Ранее в американской истории и джефферсоновцы, и джексоновцы объединяли демократию и laissez-faire. И некоторые либералы с джексоновскими корнями сохранили эту раннюю ориентацию. Айзек Шерман, нью-йоркский бизнесмен и финансист, надежный спонсор либеральных программ и публикаций, в 1875 году выступал в Ассамблее Нью-Йорка с заявлением, что его целью было "ограничение сферы деятельности правительства, числа и сферы деятельности чиновников", чтобы дать больше места "индивидуальному суждению, индивидуальному предпринимательству и конкуренции, великой движущей силе любого свободного правительства". Поскольку рынки казались воплощением индивидуального суждения, предприимчивости и конкуренции, либералы, подобные Шерману, придерживались веры в автономию и моральный авторитет рынков.

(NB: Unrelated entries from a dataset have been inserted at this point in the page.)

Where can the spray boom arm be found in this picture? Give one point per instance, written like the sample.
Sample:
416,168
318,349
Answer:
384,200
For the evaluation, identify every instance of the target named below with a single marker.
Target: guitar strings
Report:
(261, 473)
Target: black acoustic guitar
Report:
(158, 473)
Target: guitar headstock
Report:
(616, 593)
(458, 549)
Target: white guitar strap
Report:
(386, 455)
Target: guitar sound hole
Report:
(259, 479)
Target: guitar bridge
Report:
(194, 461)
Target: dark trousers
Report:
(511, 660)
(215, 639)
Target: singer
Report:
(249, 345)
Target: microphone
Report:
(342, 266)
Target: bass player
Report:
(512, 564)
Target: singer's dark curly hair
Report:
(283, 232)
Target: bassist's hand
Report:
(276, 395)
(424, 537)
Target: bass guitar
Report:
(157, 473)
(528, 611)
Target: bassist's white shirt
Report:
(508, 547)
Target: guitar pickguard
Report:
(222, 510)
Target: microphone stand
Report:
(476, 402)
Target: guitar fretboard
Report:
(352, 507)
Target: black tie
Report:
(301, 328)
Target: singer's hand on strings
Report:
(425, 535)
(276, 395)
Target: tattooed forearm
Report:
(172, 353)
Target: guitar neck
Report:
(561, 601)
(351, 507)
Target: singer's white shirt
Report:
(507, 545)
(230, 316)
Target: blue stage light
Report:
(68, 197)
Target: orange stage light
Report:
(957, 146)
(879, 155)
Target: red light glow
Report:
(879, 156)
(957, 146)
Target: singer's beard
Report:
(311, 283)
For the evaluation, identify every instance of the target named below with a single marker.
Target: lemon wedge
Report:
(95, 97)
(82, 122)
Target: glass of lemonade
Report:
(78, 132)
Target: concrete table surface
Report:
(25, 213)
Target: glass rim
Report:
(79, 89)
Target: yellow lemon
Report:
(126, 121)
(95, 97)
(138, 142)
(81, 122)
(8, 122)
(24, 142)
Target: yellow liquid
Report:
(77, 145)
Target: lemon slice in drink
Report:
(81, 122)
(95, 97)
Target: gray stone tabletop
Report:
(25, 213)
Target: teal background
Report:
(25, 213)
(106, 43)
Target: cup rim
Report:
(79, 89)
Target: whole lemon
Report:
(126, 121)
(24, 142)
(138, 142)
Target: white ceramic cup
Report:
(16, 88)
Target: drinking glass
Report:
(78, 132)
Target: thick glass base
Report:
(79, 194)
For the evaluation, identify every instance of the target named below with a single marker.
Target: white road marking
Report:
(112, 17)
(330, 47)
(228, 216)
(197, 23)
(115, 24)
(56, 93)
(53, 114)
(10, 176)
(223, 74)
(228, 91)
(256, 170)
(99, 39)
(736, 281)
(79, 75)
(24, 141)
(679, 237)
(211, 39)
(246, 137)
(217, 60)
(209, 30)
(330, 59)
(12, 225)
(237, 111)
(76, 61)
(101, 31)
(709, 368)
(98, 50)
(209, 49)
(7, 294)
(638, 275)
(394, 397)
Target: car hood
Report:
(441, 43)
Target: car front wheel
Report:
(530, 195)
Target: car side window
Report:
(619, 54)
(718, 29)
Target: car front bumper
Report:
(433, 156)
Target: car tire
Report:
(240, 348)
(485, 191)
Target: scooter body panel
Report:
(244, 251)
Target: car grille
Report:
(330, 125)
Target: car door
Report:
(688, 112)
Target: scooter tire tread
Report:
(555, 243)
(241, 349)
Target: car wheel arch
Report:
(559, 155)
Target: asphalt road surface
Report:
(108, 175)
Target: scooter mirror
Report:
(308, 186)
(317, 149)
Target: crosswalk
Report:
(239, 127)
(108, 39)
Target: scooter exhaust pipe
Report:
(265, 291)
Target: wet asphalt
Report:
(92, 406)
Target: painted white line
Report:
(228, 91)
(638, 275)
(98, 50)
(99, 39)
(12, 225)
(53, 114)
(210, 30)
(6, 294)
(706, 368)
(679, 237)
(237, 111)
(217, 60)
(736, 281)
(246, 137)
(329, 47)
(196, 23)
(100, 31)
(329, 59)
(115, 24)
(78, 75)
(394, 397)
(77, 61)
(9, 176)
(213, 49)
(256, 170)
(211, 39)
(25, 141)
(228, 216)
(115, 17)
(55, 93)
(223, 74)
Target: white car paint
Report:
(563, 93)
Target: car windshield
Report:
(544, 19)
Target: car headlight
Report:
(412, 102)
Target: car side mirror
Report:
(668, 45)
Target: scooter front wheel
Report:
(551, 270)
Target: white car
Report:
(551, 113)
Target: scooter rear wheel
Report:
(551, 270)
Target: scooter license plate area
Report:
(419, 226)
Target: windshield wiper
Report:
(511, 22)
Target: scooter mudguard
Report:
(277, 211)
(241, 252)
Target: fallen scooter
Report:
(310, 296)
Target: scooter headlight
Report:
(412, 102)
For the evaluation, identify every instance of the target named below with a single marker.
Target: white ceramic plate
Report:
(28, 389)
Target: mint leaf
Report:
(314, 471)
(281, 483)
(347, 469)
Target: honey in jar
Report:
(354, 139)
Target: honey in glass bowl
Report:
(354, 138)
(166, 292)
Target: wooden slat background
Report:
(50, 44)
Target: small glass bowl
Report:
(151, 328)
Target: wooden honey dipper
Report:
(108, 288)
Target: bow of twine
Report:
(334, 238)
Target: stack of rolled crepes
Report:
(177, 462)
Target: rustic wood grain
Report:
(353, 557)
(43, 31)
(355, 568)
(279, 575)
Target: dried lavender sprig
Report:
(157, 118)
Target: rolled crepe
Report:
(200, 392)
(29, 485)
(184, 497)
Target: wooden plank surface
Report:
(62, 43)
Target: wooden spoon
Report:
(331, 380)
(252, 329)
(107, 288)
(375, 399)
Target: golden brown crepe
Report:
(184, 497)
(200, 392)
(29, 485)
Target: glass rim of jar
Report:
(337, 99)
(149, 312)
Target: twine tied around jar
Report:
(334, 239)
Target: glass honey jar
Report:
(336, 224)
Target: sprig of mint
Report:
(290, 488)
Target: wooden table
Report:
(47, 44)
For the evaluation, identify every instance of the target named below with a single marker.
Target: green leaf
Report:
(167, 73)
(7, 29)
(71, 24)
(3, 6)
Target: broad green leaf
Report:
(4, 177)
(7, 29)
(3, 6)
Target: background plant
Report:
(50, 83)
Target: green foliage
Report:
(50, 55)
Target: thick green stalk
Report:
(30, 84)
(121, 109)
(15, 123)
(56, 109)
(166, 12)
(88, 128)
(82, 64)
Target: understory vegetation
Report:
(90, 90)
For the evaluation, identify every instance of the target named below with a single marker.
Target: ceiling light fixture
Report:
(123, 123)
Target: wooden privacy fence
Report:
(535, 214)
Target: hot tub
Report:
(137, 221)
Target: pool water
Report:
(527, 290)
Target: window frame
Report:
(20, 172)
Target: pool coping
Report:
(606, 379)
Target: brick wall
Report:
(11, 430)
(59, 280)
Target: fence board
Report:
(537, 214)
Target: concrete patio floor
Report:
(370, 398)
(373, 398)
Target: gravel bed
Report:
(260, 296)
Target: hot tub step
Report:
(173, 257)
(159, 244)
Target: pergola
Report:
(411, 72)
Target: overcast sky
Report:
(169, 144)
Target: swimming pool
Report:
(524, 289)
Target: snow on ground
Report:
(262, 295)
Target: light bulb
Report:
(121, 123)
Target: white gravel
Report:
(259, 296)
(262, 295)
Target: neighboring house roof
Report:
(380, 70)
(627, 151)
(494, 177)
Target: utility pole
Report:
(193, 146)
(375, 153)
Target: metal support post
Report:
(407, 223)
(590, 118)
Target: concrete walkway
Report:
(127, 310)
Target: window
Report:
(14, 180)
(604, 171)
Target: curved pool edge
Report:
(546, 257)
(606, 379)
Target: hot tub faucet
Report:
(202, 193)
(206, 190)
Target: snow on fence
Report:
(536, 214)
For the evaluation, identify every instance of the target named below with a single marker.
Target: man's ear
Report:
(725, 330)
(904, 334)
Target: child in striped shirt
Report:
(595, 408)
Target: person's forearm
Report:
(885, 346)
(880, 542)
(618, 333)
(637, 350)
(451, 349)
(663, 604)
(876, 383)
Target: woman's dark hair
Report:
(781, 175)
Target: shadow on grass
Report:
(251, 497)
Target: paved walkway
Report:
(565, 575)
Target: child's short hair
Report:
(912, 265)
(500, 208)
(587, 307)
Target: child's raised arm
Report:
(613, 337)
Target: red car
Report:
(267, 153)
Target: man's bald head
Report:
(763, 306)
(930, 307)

Как провозгласил преподобный Лайман Этуотер, "экономика и этика во многом взаимосвязаны". Рынок был метафорой и моделью для всего общественного порядка.
Подрастающее поколение молодых либералов придерживалось более сложных взглядов. Риторически Э. Л. Годкин из "Нейшн" объединил всю свободу со свободными рынками: "свобода покупать и продавать, чинить и делать, где, когда и как нам заблагорассудится". Однако Годкин также признавал ограниченность рынков на практике. Он, по крайней мере в ранние годы, не считал постоянный наемный труд свободой договора. Он и другие молодые либералы также отличались от Шермана своим недоверием к демократии. Годкин стремился ограничить политические свободы, которые, по его мнению, порождали коррупцию и угрожали анархией. Он признавал, что Соединенные Штаты стали мультикультурной нацией, глубоко разделенной по классовому признаку, и, поскольку, по его мнению, демократия может работать только в небольших однородных сообществах, американская демократия стала опасной.93
Либерализм и радикальный республиканизм были идеологиями - упрощенными и идеализированными версиями того, как должно действовать общество, - а не описанием гораздо более сложных способов, которыми действовал Север. Северяне в целом были как менее либеральными, чем хотелось бы доктринерским либералам, так и менее радикальными, чем хотелось бы ярым радикалам. Они были вполне готовы регулировать экономику и социальную жизнь, пусть и не всегда на федеральном уровне, и не слишком искренне одобряли идеи однородного гражданства. В американском мышлении о свободе, правах и равенстве переплетались две нити. Яркая нить натурализовала права и сделала их универсальными: "Все люди созданы равными". Вторая, более незаметная, но и, возможно, более мощная нить локализовала права. Эта нить представляла то, как американцы думали и действовали в своих конкретных и ограниченных сообществах. Они понимали друг друга не столько как отдельных индивидуумов, сколько как членов групп, определяемых по полу, расе, богатству, родству, религии и устойчивости в обществе. Эти группы были неравными, и их неравенство было отмечено различиями в статусе и привилегиях. Местное управление состояло из коллективного порядка обязанностей и привилегий, а не универсальных прав. До тех пор пока гражданство оставалось местным, как это всегда было в Соединенных Штатах, граждане были явно неравными.94
Американцы наделили свои местные органы власти огромными полномочиями. Такие органы власти в Соединенных Штатах уже давно регулировали "общественную безопасность, общественную экономику, общественную мобильность, общественную мораль и общественное здоровье". Они контролировали, на ком люди могут жениться, что печатать и что отправлять по почте. Они регулировали, как граждане ведут свой бизнес, как строят свои дома, что в них можно делать и как управляют своим скотом. Они определяли, где и можно ли носить огнестрельное оружие, куда и с кем ходить детям в школу. Местные органы власти постоянно вмешивались в повседневную жизнь. Подавляющему большинству американцев не приходило в голову, что собственность не подлежит государственному регулированию или контролю или что ее использование должно быть оставлено исключительно на усмотрение частных лиц. Но и северяне не всегда были готовы отдать эти регулирующие полномочия в руки федерального правительства.95
Пока шла Гражданская война, военная необходимость подавляла идеологические противоречия между либерализмом laissez-faire и неовигской политикой других радикалов. Либералы могли рассматривать левиафана янки как отклонение, пусть и необходимое, вызванное требованиями войны. Как только правительство покончит с рабством, свободный труд и свобода контрактов будут процветать, а государство сократится и отступит.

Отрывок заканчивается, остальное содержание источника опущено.